Sınıfta ve evde Montessorı birbirinden farklı. Hatta materyal diye tutuştuğumuz son zamanlarda ev için lüx olduğunu , çok pahalı olduklarını, evde sadece bir çocuğun faydalandığını okulda ise 15 çocuğun faydalandığından bahsetti.
Duyu Materyalleri Köşesi: Koklama- dokunma- işitme -tat alma- görme

Kulplu silindirler, pembe kule, kahverengi basamaklar, kırmızı çubuklar, geometrik çekmeceler, çanlar (zil), tat şişeleri, yaratıcı üçgenler, binomik ve trinomik küpler. (trinomik küple ilgili 3 kralın masalı var.)
Günlük yaşam materyalleri: transfer, paylaştırma, evdeki günlük işler ( çamaşır asmak, katlamak, toz almak gibi.) Ellerimizle kavrıyoruz, çalşıyoruz. Bu nedenle eller çok önemli.
Su ile aktarma çalışmaları, çocuklara hem terapi oluyor hemde keyif veriyor.
Renk karışımları, ana renkler ve ara renkleri oluşturma.
Yiyecek hazırlama ve servis yapmak sosyalleşmeyi destekliyor.

Matematik Materyalleri:
En temel özellikleri soyut kavramları somutlaştırmak. Kırmızı mavi sayı çubukları, sayı kartları, boncuk dizileri, zımpara rakamlar. Bu rakamların yazılışı iki parmakla (işaret ve orta parmak)  dokunularak kavranacak.

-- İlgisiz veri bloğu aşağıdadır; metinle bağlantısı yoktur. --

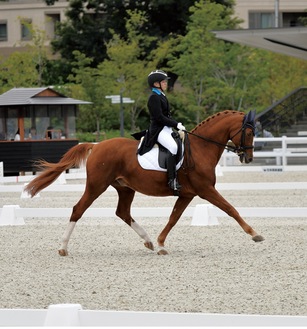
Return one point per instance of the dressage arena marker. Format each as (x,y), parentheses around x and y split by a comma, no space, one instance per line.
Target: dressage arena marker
(202,214)
(73,315)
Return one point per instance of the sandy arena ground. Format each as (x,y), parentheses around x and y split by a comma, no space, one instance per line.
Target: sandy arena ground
(210,269)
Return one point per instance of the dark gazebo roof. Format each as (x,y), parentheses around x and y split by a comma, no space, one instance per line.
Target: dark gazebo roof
(36,96)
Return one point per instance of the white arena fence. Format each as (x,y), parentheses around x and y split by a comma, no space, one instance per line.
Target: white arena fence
(72,315)
(281,152)
(202,214)
(228,162)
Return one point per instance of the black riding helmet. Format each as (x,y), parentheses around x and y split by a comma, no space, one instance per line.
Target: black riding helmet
(156,76)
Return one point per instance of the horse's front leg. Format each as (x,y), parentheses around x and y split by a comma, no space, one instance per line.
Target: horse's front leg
(213,196)
(177,211)
(125,198)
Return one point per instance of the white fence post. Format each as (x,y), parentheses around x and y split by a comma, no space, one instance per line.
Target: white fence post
(8,216)
(1,171)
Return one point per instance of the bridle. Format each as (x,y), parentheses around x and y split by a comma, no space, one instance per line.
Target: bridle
(239,150)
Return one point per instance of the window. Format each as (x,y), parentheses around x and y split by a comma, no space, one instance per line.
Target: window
(26,29)
(261,20)
(3,31)
(51,21)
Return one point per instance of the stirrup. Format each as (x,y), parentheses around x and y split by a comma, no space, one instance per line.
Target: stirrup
(174,185)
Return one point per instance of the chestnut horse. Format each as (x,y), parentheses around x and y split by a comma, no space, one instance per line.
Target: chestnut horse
(114,162)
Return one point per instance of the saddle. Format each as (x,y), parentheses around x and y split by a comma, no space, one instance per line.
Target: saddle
(156,158)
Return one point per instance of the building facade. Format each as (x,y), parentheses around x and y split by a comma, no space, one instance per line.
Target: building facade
(270,13)
(16,16)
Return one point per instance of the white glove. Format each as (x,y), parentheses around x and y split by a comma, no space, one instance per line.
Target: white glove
(180,126)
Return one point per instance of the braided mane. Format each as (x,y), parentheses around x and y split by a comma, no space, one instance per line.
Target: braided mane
(216,115)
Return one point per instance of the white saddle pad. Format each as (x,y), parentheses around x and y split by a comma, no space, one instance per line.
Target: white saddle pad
(150,161)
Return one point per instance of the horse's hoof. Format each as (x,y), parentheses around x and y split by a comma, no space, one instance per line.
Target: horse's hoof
(149,245)
(63,252)
(258,238)
(162,251)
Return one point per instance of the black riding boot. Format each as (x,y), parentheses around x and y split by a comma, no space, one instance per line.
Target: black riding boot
(172,174)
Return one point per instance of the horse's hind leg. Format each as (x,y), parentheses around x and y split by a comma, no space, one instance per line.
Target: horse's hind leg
(89,196)
(125,198)
(178,209)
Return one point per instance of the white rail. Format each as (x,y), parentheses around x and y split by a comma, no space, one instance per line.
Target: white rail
(202,214)
(281,152)
(72,315)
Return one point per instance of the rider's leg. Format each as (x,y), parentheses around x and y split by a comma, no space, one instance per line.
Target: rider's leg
(165,138)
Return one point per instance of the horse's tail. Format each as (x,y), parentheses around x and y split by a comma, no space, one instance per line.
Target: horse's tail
(74,157)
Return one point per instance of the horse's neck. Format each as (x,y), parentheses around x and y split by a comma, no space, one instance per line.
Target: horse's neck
(216,131)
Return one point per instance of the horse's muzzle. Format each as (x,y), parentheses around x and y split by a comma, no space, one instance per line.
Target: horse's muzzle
(244,157)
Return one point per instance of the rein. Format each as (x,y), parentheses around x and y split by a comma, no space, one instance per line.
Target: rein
(226,146)
(240,150)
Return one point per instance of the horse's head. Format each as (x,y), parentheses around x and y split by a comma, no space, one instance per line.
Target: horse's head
(244,138)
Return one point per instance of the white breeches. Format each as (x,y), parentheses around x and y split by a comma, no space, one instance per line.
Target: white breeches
(165,138)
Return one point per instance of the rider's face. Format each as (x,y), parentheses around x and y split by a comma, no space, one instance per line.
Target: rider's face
(163,84)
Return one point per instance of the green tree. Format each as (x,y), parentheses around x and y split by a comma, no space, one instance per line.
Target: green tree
(18,70)
(90,24)
(200,56)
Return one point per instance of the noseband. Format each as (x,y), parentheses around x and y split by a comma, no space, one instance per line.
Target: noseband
(239,150)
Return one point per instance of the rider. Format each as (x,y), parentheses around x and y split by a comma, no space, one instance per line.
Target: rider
(161,124)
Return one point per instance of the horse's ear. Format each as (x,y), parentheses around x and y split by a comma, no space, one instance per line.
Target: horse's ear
(249,118)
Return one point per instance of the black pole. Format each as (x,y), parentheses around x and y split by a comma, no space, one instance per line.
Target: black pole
(122,132)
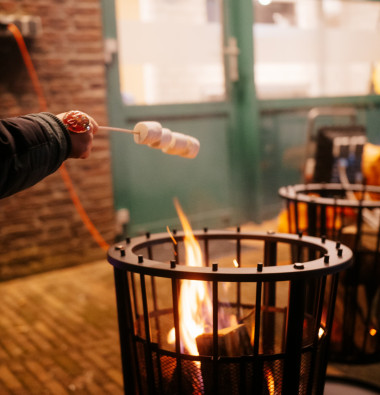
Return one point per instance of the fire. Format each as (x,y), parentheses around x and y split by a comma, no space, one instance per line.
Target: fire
(373,332)
(270,382)
(195,306)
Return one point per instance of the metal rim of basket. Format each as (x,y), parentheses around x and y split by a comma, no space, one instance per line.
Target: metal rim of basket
(300,193)
(334,258)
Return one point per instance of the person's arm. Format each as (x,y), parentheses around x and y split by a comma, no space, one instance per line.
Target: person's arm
(34,146)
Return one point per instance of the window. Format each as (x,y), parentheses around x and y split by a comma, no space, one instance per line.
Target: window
(170,51)
(310,48)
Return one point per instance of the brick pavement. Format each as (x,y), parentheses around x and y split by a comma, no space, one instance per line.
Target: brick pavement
(58,333)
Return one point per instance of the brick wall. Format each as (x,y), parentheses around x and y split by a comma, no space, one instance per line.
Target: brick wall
(40,228)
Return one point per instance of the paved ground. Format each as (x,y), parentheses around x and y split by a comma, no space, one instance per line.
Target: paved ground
(59,335)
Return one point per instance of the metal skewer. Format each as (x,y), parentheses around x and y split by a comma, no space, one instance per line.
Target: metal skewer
(117,129)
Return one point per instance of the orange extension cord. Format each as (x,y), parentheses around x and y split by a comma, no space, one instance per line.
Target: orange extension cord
(43,107)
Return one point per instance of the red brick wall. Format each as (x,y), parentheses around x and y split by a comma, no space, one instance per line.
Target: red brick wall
(40,228)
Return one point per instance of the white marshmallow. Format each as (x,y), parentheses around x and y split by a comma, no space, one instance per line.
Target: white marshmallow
(193,146)
(178,144)
(148,132)
(165,140)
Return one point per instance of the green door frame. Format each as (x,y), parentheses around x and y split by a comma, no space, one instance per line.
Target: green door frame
(241,107)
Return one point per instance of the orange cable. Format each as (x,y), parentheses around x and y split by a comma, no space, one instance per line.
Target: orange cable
(29,65)
(43,107)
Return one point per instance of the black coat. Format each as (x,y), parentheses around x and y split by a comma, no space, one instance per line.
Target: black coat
(31,147)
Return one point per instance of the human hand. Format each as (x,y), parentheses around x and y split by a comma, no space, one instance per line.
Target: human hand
(81,143)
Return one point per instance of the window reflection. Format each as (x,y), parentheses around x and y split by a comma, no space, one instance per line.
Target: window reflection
(170,51)
(309,48)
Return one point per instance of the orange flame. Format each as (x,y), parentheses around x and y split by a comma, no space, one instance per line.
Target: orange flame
(270,382)
(195,306)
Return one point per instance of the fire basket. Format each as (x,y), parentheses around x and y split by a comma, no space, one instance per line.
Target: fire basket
(263,305)
(350,214)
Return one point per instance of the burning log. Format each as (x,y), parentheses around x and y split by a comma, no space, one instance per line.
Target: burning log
(232,341)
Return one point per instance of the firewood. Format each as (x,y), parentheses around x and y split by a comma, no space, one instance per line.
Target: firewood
(232,341)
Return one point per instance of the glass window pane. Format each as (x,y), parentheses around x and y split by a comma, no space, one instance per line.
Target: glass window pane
(309,48)
(170,51)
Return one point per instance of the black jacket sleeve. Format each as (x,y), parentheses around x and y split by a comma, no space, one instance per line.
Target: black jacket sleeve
(31,147)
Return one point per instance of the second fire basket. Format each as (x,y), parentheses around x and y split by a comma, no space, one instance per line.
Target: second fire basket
(226,312)
(349,214)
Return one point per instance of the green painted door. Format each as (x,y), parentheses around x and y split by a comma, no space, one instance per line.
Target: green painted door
(187,64)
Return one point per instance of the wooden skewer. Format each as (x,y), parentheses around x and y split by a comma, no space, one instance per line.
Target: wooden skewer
(117,129)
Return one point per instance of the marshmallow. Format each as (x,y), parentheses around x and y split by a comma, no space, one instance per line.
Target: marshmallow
(178,144)
(165,140)
(148,132)
(193,146)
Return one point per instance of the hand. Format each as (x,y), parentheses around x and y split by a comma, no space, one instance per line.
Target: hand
(81,143)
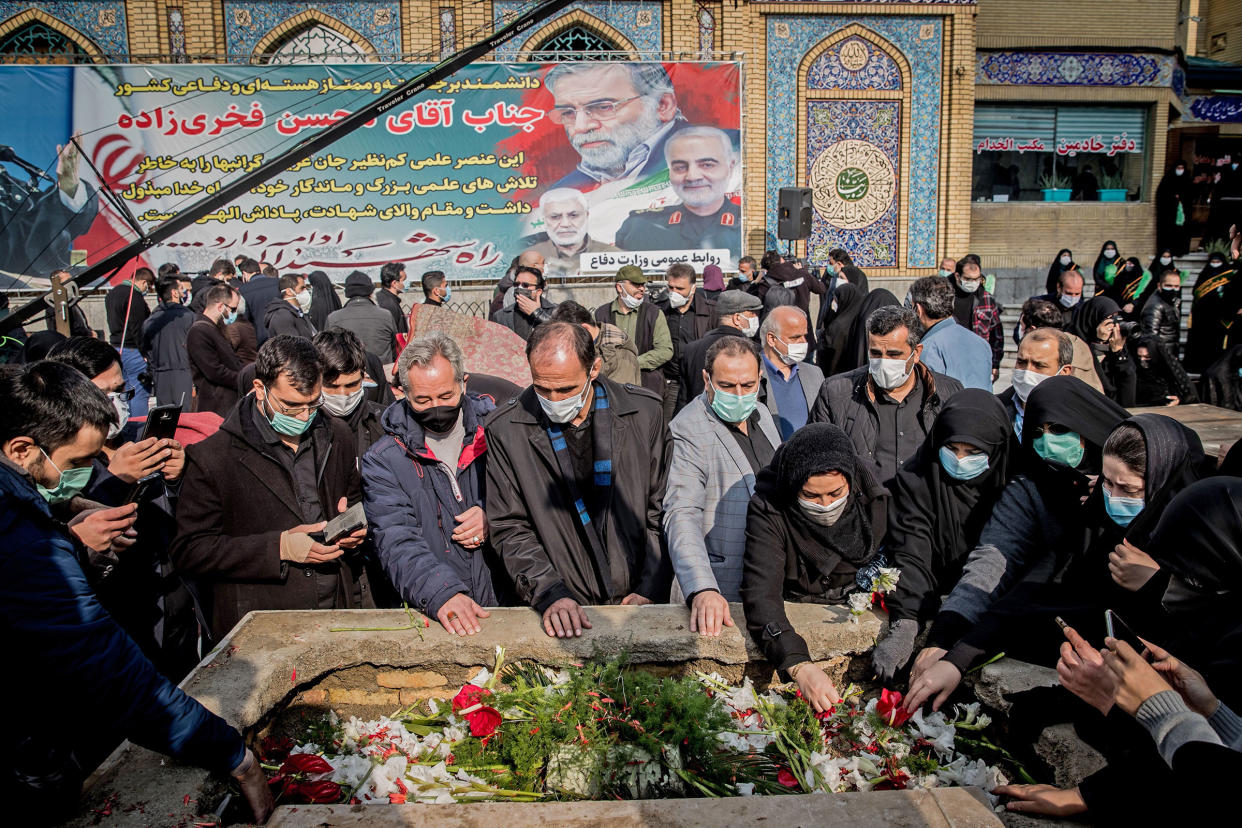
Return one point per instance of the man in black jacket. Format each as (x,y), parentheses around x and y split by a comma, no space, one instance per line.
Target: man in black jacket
(888,405)
(738,313)
(575,483)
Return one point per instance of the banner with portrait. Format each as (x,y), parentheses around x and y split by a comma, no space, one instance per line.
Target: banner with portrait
(640,160)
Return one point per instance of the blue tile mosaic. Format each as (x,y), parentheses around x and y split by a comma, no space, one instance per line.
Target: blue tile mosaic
(103,21)
(853,63)
(1073,68)
(249,21)
(919,39)
(642,22)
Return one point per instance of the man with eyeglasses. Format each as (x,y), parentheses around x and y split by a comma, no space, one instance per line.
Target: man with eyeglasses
(257,494)
(529,306)
(616,117)
(214,364)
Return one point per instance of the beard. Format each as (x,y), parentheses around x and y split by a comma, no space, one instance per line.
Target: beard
(619,140)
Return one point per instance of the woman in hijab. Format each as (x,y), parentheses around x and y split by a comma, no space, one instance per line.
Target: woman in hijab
(1037,515)
(1217,297)
(323,301)
(814,526)
(1221,384)
(1065,261)
(1108,256)
(836,324)
(942,498)
(1094,322)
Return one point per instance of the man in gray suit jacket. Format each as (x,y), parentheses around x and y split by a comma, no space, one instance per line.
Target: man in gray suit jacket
(789,385)
(720,441)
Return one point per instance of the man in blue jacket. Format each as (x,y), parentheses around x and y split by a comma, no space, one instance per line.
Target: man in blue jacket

Sınıfta el yıkamaya ilk önce leğende başlıyorlar. Sonra lavobada yıkıyorlar. Leğende elleri kirli olduğunda sabunun kesildiğini görüp, olayı somut olarak algılıyorlar.

Dil Materyalleri: Yazılı ve sesli çalışmalar olmak üzere ikiye ayrılır. El çalışmaları, ses ve harf oyunları.

Ben ellerimle calısır, uygulayarak öğrenirim.
Duyduğumu unutur, yaptığımı hatırlarım.